In a sense it's worse than pthread_mutex_init
, actually. Because of Java's wait/notify you kind of need a paired mutex and condition variable to implement a monitor.
In practice, when implementing a JVM you hunt down and apply every single platform-specific optimisation in the book, and then invent some new ones, to make monitors as fast as possible. If you can't do a really fiendish job of that, you definitely aren't up to optimising garbage collection ;-)
One observation is that not every object needs to have its own monitor. An object which isn't currently synchronised doesn't need one. So the JVM can create a pool of monitors, and each object could just have a pointer field, which is filled in when a thread actually wants to synchronise on the object (with a platform-specific atomic compare and swap operation, for instance).
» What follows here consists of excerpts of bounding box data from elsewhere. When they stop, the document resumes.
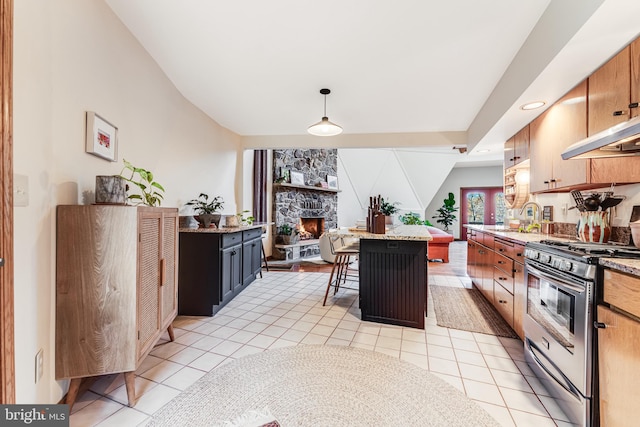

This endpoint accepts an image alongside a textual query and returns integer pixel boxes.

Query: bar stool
[260,226,269,278]
[322,236,360,306]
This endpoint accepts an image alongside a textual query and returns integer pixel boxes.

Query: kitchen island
[178,223,266,316]
[327,225,432,329]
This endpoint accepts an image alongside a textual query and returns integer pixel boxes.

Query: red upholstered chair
[427,226,453,262]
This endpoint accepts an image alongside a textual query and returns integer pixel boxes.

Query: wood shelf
[273,182,341,193]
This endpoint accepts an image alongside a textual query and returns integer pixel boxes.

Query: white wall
[425,166,503,239]
[338,148,459,231]
[14,0,243,403]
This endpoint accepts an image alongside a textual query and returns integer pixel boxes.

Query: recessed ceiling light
[520,101,545,110]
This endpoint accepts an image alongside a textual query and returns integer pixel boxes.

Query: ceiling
[106,0,640,163]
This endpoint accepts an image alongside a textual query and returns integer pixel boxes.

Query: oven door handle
[527,264,585,294]
[525,338,585,401]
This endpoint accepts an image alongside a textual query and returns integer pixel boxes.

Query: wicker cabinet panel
[56,205,177,405]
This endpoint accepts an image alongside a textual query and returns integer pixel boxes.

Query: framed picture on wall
[327,175,338,190]
[85,111,118,162]
[291,171,304,185]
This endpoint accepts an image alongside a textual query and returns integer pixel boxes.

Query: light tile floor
[71,272,570,427]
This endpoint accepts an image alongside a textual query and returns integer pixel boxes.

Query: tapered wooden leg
[124,371,137,408]
[322,255,342,305]
[64,378,82,413]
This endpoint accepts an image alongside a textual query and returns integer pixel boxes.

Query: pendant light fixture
[307,89,342,136]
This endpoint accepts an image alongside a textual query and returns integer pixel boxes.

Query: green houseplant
[185,193,224,228]
[120,159,164,206]
[400,212,432,226]
[432,193,458,231]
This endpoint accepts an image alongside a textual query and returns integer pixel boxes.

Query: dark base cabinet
[178,228,262,316]
[359,239,427,329]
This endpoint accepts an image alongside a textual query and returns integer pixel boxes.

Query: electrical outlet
[36,349,44,383]
[13,174,29,206]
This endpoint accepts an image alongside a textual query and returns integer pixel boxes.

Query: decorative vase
[96,175,127,205]
[193,214,221,228]
[578,211,611,243]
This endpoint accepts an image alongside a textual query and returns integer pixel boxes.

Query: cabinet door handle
[160,258,167,286]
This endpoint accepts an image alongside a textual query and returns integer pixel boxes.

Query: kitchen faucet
[520,202,542,222]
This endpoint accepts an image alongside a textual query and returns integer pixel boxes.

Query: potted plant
[432,193,458,231]
[120,159,164,206]
[380,198,400,224]
[277,224,300,245]
[400,212,432,226]
[185,193,224,228]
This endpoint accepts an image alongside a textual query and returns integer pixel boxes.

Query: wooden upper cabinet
[504,136,516,169]
[529,81,590,192]
[513,125,529,165]
[589,46,631,135]
[504,125,529,169]
[629,39,640,117]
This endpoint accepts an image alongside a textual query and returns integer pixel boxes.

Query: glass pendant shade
[307,117,342,136]
[307,89,342,136]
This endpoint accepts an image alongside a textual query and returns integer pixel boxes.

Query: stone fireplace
[272,149,338,259]
[299,217,325,240]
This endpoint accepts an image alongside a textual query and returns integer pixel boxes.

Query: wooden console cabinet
[56,205,178,407]
[178,227,262,316]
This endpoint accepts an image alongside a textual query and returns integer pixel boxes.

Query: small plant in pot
[432,193,458,231]
[278,224,300,245]
[119,159,164,206]
[400,212,432,226]
[185,193,224,228]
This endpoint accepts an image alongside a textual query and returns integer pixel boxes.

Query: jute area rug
[429,285,518,338]
[148,345,498,427]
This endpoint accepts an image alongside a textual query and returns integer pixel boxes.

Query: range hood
[562,117,640,160]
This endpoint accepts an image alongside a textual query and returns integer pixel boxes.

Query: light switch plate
[13,174,29,206]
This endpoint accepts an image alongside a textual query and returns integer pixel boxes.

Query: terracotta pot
[193,214,221,228]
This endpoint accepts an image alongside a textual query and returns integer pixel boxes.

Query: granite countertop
[326,225,433,241]
[599,258,640,277]
[464,224,579,245]
[178,222,269,234]
[465,224,640,277]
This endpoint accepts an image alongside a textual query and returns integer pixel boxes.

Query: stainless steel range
[524,240,640,426]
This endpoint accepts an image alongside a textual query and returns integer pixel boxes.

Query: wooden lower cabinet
[597,270,640,427]
[467,230,527,339]
[56,205,178,407]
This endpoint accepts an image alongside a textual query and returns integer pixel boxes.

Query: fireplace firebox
[300,217,324,240]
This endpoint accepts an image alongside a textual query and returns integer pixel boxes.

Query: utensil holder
[578,211,611,243]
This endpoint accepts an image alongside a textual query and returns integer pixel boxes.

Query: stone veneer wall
[273,148,338,257]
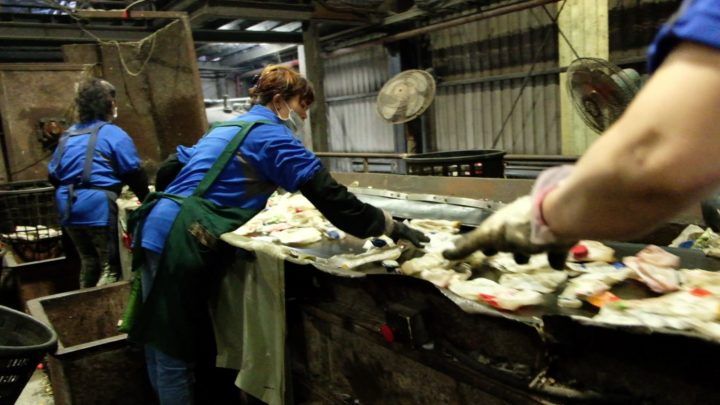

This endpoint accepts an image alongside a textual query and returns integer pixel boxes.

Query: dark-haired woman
[130,66,427,404]
[48,79,148,288]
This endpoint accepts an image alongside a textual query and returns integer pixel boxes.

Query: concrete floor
[15,369,55,405]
So the cost of monitor initialisation doesn't have to add to the cost of object creation. Assuming the memory is pre-cleared, object creation can be: decrement a pointer (plus some kind of bounds check, with a predicted-false branch to the code that runs gc and so on); fill in the type; call the most derived constructor. I think you can arrange for the constructor of Object to do nothing, but obviously a lot depends on the implementation.
In practice, the average Java application isn't synchronising on very many objects at any one time, so monitor pools are potentially a huge optimisation in time and memory.